Anyone wishing to gauge the extent of the European Union's regulatory drift will need to read Articles 34 and 35 of the Digital Services Act (DSA). Given their length it is impossible to quote them in full here, so here is an extract:
DSA Article 34, "Risk assessment":
"1. Providers of very large online platforms and of very large online search engines shall diligently identify, analyse and assess any systemic risks in the Union stemming from the design or functioning of their service and its related systems, including algorithmic systems (...) and shall include the following systemic risks (...) (a) the dissemination of illegal content through their services (which includes 'hate speech'); (b) any actual or foreseeable negative effects for the exercise of fundamental rights, in particular the fundamental rights (...) to non-discrimination; (c) any actual or foreseeable negative effects on civic discourse and electoral processes, and public security; (d) any actual or foreseeable negative effects in relation to (...) public health (...) and serious negative consequences to the person's physical and mental well-being (...)."

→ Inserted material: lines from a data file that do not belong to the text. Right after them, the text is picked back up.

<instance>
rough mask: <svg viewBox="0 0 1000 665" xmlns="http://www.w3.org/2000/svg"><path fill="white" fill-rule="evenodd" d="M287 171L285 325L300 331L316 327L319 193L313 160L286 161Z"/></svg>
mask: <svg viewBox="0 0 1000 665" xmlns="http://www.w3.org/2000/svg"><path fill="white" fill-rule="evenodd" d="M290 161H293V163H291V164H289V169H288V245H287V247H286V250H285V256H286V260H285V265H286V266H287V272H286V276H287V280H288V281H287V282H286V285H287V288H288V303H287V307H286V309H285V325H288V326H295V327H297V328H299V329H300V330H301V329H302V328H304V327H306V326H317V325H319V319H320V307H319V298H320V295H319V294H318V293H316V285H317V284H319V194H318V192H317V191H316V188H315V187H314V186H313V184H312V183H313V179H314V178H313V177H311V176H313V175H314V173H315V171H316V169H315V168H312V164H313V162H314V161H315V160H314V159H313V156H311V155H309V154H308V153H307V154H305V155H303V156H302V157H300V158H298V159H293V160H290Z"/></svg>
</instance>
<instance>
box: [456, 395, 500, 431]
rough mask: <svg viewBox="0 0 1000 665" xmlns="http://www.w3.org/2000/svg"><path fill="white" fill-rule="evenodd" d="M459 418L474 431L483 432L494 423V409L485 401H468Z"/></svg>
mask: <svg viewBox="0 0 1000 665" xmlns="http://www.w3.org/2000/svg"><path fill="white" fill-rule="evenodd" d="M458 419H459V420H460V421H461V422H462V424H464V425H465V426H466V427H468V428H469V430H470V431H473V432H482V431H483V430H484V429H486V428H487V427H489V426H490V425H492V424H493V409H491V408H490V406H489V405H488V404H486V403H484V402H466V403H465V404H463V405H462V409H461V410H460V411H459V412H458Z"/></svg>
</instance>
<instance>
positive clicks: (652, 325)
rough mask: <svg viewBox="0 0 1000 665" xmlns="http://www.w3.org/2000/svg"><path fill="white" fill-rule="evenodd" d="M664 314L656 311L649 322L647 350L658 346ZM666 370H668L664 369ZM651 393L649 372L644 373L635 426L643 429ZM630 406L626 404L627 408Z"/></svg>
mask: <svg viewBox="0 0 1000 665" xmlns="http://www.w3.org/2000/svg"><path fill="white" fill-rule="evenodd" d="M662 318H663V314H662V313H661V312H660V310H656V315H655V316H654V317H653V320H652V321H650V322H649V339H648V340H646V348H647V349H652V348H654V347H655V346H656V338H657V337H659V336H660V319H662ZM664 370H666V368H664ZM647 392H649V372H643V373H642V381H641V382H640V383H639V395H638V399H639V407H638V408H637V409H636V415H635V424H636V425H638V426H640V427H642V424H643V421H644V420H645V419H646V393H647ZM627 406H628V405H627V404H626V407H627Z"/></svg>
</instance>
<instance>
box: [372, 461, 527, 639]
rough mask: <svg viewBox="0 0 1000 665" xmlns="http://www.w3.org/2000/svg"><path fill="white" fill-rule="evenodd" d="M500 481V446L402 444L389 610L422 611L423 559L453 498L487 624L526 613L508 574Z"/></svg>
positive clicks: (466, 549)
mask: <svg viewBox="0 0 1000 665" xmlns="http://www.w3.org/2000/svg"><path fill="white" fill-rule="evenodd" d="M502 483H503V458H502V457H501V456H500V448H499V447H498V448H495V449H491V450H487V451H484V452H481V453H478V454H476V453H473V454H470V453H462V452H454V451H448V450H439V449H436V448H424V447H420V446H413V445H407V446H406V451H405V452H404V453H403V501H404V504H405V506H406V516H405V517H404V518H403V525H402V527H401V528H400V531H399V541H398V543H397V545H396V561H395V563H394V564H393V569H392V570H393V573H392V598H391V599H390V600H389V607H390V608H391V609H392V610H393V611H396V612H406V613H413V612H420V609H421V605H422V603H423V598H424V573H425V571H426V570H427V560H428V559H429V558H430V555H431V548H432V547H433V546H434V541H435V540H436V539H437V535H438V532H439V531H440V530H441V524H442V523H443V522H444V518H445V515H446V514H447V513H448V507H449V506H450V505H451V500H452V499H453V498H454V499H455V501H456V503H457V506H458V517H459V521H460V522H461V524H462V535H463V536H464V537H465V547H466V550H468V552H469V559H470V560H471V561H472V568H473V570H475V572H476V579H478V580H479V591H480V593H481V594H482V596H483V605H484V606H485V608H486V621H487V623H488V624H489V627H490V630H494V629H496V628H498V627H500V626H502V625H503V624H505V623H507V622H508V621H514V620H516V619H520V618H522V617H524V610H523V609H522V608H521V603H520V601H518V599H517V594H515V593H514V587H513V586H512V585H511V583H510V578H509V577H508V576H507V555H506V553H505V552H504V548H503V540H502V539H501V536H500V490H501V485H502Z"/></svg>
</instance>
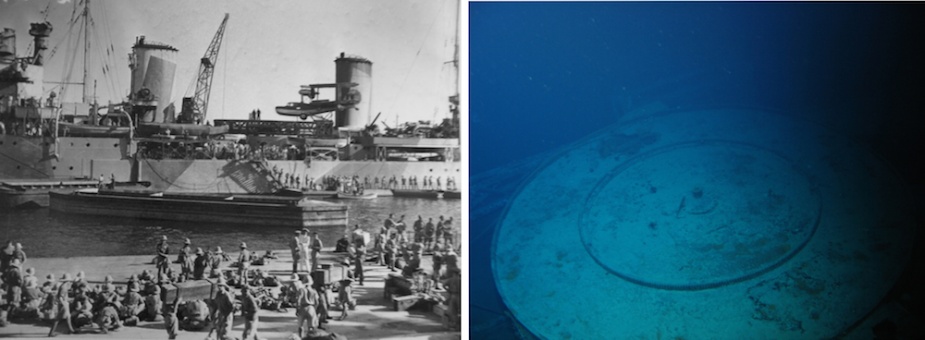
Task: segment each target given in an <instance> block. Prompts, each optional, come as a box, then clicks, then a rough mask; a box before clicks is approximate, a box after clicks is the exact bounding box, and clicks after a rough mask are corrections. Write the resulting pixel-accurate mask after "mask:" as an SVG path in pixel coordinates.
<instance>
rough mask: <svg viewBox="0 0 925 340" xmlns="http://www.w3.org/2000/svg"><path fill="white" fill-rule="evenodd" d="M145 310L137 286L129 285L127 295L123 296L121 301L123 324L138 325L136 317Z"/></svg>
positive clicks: (134, 285) (143, 299)
mask: <svg viewBox="0 0 925 340" xmlns="http://www.w3.org/2000/svg"><path fill="white" fill-rule="evenodd" d="M144 310H145V301H144V298H143V297H141V294H138V285H137V284H136V285H129V286H128V293H126V294H125V298H124V300H122V315H121V316H122V318H123V319H126V320H125V322H126V324H127V325H129V326H134V325H137V324H138V321H139V319H138V315H139V314H141V312H143V311H144Z"/></svg>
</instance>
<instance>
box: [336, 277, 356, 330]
mask: <svg viewBox="0 0 925 340" xmlns="http://www.w3.org/2000/svg"><path fill="white" fill-rule="evenodd" d="M351 282H353V280H351V279H349V278H347V279H343V280H340V289H338V290H337V299H338V300H339V301H340V305H341V308H342V312H341V314H340V318H339V319H338V320H341V321H343V320H344V319H346V318H347V309H353V308H356V305H357V301H356V299H354V298H353V288H351V287H350V283H351Z"/></svg>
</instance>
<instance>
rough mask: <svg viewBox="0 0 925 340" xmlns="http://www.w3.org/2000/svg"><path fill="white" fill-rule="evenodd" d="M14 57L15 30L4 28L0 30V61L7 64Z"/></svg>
mask: <svg viewBox="0 0 925 340" xmlns="http://www.w3.org/2000/svg"><path fill="white" fill-rule="evenodd" d="M15 58H16V31H15V30H14V29H12V28H4V29H3V32H0V62H3V63H4V64H9V63H12V62H13V59H15Z"/></svg>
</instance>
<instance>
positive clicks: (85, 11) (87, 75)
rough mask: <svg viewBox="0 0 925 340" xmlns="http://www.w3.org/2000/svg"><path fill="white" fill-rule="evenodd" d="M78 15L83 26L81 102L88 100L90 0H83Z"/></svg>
mask: <svg viewBox="0 0 925 340" xmlns="http://www.w3.org/2000/svg"><path fill="white" fill-rule="evenodd" d="M80 15H81V16H82V17H83V21H84V27H83V31H84V32H83V34H84V78H83V90H84V91H83V102H84V103H89V102H90V86H89V85H88V84H89V83H90V72H89V71H88V70H89V69H90V67H89V65H88V62H89V58H87V54H88V53H89V51H90V28H89V25H90V0H84V9H83V12H82V13H81V14H80Z"/></svg>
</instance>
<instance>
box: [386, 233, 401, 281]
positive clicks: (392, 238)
mask: <svg viewBox="0 0 925 340" xmlns="http://www.w3.org/2000/svg"><path fill="white" fill-rule="evenodd" d="M397 236H398V235H396V234H392V236H391V237H389V240H388V241H385V246H384V247H385V252H386V255H385V261H386V263H387V264H388V266H389V270H391V271H393V272H394V271H395V254H396V252H397V251H398V240H397V239H398V237H397Z"/></svg>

Article 35, "Mitigation of risks," obliges these platforms to take a whole arsenal of preventive and repressive measures, basically to prevent the sharing of information that displeases the European Commission. In short, the idea is to force these platforms to pay hordes of patrol officers to relentlessly hunt down opinions that do not please the European Lord. The preventive nature of these measures means that they can be described as censorship in the strict sense. What's more, general censorship, because the terms used by the European legislator - hate, non-discrimination, civic discourse, electoral process, public security, public health, well-being - are so vague that censors with (digital) scissors do cut wherever they please, at the whim of the European Prince.